If heat dissipation is not uniform, it can cause significant displacement of parts. When the gear comes into contact with oil, it begins to transform into martensite, and the material structure is complete. As the hardening of parts progresses, more material changes and internal stresses increase. If heat dissipation is asymmetric in the cross-section of the gear wheel, the stress caused by the formation of martensite can deform the part. The tool must be designed so that the gear enters the oil with minimal turbulence and is oriented so that the hardening flow is uniform from all sides.
Creep at high temperature occurs when a part is not properly supported during the carburizing process. Cycle times are very long - over 100 hours for some coatings. At this temperature, the metal moves or creeps, which results in increased ovality. Again, the key is proper tool design.

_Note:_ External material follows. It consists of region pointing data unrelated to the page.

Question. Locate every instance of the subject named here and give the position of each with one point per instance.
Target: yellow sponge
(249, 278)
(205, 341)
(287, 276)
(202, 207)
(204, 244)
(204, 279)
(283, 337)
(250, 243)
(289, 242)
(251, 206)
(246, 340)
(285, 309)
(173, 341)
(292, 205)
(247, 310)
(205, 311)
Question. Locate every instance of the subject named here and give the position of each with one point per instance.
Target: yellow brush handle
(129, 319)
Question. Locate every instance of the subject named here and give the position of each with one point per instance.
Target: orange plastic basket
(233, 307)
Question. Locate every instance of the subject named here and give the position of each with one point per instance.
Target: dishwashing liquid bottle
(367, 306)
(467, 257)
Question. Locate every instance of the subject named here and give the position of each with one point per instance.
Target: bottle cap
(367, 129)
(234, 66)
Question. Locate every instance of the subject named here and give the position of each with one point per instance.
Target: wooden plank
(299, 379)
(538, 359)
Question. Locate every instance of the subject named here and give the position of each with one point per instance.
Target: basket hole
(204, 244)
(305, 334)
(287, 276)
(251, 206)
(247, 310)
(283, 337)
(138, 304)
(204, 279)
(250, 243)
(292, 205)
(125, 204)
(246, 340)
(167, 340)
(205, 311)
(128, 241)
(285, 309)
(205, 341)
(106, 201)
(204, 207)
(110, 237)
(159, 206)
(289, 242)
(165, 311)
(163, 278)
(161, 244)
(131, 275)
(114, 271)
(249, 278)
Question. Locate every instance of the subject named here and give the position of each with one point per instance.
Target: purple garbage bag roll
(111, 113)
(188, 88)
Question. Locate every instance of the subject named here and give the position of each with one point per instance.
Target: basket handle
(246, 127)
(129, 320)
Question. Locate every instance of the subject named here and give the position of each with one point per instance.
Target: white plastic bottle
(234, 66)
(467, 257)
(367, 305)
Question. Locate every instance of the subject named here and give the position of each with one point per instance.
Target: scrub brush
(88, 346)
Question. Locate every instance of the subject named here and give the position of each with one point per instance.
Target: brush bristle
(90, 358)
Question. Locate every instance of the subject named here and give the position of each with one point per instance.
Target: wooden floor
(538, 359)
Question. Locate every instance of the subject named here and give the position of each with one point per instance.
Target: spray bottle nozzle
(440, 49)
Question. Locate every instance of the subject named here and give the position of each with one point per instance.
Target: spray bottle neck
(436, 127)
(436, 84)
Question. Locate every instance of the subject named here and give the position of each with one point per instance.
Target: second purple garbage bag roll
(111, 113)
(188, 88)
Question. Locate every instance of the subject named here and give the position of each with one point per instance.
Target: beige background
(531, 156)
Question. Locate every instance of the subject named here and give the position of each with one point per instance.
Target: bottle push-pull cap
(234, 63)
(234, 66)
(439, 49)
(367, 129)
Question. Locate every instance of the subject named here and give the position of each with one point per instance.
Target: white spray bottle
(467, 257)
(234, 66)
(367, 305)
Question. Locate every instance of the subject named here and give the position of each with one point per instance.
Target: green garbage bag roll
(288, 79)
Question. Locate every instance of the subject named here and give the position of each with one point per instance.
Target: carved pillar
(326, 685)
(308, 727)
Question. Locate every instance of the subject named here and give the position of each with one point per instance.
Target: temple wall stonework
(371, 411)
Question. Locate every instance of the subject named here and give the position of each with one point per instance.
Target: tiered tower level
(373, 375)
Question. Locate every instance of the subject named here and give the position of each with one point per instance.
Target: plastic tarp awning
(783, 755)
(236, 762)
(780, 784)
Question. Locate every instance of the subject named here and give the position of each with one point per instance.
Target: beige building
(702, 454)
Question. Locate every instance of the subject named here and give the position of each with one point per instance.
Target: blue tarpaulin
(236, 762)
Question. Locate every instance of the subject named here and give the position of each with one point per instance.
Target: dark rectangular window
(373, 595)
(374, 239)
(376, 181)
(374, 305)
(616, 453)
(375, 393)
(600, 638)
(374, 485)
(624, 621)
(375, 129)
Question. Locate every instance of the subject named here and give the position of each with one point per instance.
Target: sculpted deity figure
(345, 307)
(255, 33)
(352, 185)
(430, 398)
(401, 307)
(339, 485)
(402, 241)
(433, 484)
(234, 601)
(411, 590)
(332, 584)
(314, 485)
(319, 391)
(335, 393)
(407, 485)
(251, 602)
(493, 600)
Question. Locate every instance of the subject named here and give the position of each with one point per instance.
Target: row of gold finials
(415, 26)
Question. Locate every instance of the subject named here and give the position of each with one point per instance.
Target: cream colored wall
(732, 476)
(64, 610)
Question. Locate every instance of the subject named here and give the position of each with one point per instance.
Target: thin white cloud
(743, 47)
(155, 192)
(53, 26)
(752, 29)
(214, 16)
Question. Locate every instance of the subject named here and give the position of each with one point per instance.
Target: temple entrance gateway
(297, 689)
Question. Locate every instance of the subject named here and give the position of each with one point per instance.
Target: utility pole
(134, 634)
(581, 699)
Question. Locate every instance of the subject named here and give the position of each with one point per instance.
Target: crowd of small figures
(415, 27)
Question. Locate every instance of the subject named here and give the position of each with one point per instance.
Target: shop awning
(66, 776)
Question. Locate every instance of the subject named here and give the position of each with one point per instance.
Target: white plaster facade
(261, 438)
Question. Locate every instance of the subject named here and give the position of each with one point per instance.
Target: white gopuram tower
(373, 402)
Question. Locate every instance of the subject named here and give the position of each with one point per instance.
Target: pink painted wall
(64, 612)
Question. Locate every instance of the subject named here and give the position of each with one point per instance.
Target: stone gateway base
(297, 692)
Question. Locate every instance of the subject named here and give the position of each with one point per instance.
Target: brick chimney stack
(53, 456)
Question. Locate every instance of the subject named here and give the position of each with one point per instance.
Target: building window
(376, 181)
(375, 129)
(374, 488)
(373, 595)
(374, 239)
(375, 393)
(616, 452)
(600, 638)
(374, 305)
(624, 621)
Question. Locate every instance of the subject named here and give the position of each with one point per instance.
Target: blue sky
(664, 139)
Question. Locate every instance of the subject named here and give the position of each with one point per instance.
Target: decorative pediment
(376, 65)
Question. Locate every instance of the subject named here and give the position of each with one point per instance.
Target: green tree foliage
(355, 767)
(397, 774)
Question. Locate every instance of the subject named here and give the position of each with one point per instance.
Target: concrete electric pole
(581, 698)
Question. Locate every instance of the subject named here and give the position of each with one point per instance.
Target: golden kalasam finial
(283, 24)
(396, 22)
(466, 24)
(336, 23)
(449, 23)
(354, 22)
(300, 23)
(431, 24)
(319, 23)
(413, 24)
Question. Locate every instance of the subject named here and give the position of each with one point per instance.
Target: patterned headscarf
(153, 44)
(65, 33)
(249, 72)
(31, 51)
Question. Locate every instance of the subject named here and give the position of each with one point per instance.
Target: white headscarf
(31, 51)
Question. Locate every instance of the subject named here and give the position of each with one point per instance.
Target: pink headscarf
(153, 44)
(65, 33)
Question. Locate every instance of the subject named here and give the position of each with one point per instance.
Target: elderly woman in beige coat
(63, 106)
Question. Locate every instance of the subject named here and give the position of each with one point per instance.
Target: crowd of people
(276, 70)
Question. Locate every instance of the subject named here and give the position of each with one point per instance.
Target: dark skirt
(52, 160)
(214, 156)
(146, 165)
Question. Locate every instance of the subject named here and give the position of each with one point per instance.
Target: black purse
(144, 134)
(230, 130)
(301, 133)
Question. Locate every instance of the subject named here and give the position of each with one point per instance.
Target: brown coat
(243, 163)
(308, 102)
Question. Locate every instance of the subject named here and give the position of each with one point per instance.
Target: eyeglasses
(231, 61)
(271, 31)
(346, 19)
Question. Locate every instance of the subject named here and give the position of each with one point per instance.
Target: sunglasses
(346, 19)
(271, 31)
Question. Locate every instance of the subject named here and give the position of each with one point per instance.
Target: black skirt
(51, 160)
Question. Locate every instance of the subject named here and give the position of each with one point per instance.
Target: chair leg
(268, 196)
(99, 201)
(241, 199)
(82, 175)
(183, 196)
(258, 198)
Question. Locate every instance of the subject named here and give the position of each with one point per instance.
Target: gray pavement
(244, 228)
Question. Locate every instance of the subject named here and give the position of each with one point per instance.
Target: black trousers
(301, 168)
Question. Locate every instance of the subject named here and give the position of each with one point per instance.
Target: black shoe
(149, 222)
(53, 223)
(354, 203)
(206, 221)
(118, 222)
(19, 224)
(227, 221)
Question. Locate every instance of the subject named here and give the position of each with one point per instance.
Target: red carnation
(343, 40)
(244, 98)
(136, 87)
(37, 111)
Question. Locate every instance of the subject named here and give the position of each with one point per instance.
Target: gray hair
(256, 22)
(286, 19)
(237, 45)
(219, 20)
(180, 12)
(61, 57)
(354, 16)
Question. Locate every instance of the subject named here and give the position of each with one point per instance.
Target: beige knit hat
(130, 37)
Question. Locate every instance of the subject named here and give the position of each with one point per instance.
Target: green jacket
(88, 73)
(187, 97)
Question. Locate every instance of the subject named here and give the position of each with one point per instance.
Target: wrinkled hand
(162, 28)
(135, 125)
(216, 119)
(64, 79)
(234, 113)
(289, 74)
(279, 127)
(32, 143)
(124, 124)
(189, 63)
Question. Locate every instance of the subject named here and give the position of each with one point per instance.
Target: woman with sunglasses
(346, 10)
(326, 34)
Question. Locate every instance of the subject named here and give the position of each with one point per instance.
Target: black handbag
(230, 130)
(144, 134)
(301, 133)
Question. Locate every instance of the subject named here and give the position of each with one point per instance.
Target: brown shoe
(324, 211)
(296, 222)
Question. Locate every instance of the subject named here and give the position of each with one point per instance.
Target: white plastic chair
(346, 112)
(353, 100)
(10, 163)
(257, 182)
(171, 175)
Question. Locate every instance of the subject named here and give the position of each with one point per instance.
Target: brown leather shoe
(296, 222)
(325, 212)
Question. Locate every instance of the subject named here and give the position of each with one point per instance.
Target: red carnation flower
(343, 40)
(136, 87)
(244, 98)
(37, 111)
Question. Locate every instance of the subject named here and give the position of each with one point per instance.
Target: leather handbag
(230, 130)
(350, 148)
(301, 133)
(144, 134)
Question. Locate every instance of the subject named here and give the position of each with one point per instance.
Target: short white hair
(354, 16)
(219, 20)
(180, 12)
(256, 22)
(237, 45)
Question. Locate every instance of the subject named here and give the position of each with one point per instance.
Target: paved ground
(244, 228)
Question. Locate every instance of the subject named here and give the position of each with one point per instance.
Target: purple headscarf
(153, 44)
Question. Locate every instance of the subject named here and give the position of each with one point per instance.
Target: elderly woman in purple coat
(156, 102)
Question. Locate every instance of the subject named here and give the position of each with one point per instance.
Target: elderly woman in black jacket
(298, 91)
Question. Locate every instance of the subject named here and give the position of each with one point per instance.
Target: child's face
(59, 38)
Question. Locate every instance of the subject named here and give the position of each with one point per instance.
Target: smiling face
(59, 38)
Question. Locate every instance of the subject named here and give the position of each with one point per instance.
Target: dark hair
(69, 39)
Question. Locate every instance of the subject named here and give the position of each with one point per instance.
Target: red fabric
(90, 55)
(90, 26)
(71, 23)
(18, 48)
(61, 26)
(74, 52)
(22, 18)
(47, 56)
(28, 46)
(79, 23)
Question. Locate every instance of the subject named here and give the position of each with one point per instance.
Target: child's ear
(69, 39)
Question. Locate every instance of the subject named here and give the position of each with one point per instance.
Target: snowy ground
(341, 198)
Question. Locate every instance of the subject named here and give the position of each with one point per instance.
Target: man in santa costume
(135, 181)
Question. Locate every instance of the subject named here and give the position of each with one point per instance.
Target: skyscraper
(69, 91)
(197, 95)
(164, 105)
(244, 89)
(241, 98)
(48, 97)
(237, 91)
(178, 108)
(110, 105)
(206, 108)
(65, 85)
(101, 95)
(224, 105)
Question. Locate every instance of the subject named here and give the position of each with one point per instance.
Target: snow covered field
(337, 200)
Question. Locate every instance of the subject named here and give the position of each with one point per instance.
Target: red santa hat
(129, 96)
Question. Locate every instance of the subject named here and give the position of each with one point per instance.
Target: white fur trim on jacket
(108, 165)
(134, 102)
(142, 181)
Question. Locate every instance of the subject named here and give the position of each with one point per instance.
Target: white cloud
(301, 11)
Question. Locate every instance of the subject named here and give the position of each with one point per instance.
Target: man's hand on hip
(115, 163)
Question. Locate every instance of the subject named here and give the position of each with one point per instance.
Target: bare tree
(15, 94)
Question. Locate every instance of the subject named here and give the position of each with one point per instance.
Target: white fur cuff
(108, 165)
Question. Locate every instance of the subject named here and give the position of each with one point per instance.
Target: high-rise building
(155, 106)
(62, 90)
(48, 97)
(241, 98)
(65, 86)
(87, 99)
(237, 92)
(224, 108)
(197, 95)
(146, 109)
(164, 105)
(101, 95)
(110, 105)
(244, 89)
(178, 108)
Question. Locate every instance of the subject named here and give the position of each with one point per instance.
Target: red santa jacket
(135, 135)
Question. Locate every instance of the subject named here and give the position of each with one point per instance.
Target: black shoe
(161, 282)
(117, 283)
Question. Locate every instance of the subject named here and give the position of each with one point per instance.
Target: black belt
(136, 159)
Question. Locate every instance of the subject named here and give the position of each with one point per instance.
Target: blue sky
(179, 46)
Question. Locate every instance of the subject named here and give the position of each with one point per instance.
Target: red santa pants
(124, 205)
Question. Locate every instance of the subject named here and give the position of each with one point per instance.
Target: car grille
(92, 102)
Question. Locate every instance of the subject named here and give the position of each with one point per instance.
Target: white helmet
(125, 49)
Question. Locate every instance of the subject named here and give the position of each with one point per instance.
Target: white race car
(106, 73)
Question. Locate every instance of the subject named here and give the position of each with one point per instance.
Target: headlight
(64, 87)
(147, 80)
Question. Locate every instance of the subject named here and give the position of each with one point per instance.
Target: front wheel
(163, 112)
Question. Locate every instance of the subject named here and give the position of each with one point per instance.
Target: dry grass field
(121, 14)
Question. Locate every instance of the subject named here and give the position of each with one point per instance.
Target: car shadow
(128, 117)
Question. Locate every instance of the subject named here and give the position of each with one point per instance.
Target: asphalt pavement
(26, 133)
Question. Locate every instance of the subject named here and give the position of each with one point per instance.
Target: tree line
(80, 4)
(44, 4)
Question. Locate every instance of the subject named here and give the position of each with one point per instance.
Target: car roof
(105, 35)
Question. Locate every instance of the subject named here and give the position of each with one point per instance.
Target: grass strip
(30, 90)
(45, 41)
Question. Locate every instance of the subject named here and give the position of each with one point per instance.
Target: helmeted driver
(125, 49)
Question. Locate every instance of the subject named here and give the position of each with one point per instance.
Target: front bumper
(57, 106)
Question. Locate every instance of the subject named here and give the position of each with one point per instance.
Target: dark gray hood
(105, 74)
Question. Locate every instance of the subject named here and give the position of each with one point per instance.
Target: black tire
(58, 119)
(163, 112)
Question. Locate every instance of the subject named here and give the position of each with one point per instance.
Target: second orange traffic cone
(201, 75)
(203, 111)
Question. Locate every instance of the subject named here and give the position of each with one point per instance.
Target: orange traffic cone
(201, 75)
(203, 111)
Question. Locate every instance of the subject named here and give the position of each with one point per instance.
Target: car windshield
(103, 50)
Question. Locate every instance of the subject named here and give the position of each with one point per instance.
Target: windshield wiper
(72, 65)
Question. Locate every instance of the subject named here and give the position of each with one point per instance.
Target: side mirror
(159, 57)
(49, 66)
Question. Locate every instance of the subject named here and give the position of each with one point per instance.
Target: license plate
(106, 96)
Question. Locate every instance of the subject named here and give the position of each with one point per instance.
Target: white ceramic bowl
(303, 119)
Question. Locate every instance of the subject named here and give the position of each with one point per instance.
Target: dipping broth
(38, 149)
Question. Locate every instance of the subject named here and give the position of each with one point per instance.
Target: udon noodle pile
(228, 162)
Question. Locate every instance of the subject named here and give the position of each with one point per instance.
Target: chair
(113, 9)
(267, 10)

The vacuum carburizing process carried out in a blast furnace resulted in significantly better deformations compared to parts processed in a shaft furnace. When the deformation is small, a correction of the treatment can be made before heat treatment to reduce grinding after heat treatment. In addition, the depth of the ground shell can be adjusted, resulting in shorter heat treatment cycles and lower costs.
Microstructure
The flexibility of vacuum carburizing process variables allows for the design of each cycle to optimize the properties of the alloy subjected to heat treatment. The size and distribution of carbides in the carburized coating can be precisely controlled. The hardness distribution and depth can be predicted and adjusted to any specification.
Due to the fact that the process takes place in a vacuum, there is no oxygen. This eliminates the occurrence of intergranular oxidation (IGO) typical for endothermic atmospheric treatments. The presence of IGO requires heat treatment operations after such processes as full profile grinding or ballizing. Eliminating this reduces costs.
Summary
The vacuum carburizing process offers solutions to some of the challenges gear manufacturers face during heat treatment of parts. Innovative fixture design, uniform shell formation, reduced distortion, and elimination of IGO allow for better parts. Repeatable processes can be used to solve some of the toughest production problems. Gas carburizing can serve many functions (e.g. gear construction).